Given the envelope schema, it is possible for anyone using this schema to properly decode the envelope messages from Kafka.
Once the envelope message has been decoded, there are two possible scenarios:
- Scenario 1: Decoding a self-describing message such as the metadata message
- Scenario 2: Decoding a message by referenced schema ID such as data messages
The method for logically decoding messages in both scenarios is described below.
Decoding a self-describing message
When the messageSchema field is not null, it means the message field can be decoded using the schema included in the messageSchema field. This is fairly straightforward to perform programatically since the only thing you need to usually supply Avro is a schema and a message, both of which are provided in the envelope message.
The Replicate metadata messages which include both table metadata, lineage and data schema description (to be referenced later by data messages) are enveloped in the self-describing envelope.

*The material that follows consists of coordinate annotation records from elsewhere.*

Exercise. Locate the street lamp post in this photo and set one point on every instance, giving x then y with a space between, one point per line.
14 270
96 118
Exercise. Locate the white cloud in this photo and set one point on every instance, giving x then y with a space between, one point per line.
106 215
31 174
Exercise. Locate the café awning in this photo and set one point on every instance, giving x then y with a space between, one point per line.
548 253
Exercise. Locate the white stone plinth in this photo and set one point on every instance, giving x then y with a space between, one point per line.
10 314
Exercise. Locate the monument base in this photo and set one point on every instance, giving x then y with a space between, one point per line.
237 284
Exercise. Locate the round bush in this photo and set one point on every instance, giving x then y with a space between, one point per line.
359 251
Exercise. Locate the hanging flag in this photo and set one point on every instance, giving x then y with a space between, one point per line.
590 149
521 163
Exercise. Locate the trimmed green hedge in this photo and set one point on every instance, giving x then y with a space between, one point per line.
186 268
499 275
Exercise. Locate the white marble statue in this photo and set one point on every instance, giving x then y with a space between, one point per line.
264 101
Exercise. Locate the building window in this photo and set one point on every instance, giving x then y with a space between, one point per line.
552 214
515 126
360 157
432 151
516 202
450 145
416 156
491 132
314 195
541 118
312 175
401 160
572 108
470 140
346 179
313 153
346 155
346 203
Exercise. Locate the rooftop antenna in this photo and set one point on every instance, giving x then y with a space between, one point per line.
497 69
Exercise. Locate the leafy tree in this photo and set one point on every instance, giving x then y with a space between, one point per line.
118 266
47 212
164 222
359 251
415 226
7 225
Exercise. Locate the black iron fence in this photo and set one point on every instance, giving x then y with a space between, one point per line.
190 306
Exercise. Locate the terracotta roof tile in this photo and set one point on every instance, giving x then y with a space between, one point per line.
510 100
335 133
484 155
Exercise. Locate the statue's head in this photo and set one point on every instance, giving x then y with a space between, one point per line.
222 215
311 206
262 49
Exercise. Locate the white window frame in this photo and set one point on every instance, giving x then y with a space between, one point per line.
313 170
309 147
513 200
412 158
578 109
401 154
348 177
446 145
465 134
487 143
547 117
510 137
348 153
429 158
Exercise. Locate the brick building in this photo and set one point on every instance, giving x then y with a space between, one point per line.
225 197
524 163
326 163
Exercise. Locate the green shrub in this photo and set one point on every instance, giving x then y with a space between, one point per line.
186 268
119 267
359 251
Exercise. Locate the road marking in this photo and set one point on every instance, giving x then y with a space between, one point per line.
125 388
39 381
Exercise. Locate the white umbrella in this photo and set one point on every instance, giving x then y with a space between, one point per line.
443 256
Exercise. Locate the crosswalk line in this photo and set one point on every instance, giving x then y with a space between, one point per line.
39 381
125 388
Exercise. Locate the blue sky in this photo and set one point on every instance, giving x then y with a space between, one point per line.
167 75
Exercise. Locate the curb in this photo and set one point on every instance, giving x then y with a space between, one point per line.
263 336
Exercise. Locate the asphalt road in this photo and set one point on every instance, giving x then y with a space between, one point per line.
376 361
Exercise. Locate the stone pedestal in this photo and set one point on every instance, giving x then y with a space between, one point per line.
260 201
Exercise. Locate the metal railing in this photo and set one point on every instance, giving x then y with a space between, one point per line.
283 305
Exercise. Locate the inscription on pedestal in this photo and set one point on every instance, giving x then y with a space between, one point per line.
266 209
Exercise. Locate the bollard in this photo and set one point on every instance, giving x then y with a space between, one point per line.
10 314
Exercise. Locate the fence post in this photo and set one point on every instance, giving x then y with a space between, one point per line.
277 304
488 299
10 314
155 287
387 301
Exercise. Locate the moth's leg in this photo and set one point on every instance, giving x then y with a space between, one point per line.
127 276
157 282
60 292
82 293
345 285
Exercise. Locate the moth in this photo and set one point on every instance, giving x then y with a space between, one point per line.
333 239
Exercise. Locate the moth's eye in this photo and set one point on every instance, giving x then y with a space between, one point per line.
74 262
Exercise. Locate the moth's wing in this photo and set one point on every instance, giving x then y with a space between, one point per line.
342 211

Decoding a message by referenced schema ID
Avro schemas are JSON documents which can be quite large, usually much larger than the data encoded by Avro conforming to the schema. For example, a schema of a 10 column table could be a JSON document of more than 100 characters while an actual row encoding of 10 columns may be only 10 bytes (depending of course on the type and length of fields). It is therefore typically not recommended to include schema and data together in a Kafka message because the schema information is redundant and is the same for all data messages while the actual data is the only thing which differs between data messages.
To avoid sending schema with each data message, each schema has a 32 bytes long ID. When a data message based on a previously sent data message schema (via the metadata message) is constructed, the messageSchema field is set to null and the messageSchemaId field is set to the 32 bytes ID of the schema instead. The application responsibility is to locate the data schema sent earlier in the metadata message and use that schema to decode the data message contained in the message field.
Typical consumer logic
A typical scenario involving Kafka involves Qlik Replicate as the Producer of messages into Kafka and customer code as the Consumer. Qlik Replicate offers the ability to define a specific topic as the schema topic and different topics for the table data.
The customer's consumer code should read metadata messages from the schema topic and then save the data schemas and any other information the consumer wishes to access later in a customer defined zone. Another set of customer consumers should read data messages from the various data topics, and access the data schemas zone as required to retrieve the data schemas required for decoding the data messages.
When consuming data messages and metadata messages from several topics and partitions in a multi-thread/process manner, a situation may arise where a given consumer may attempt to read a data message before the corresponding metadata message has been read. As it is not possible to read a data message before its corresponding metadata message, the consumer's logic should wait a reasonable amount of time until the corresponding metadata message has been read. If the metadata message is still not available after waiting for a reasonable amount of time, the consumer should handle this as an unexpected error and activate the planned error policy. An example of such a policy could be saving the message in a dedicated “delayed” topic for later processing.
As a rule of thumb, the number of metadata messages will be much lower (in the magnitude of 1:10000 or more) than the number of data messages. So, assuming a metadata consumer is active, the gap between metadata message and data message should be no more than a few seconds (usually, milliseconds).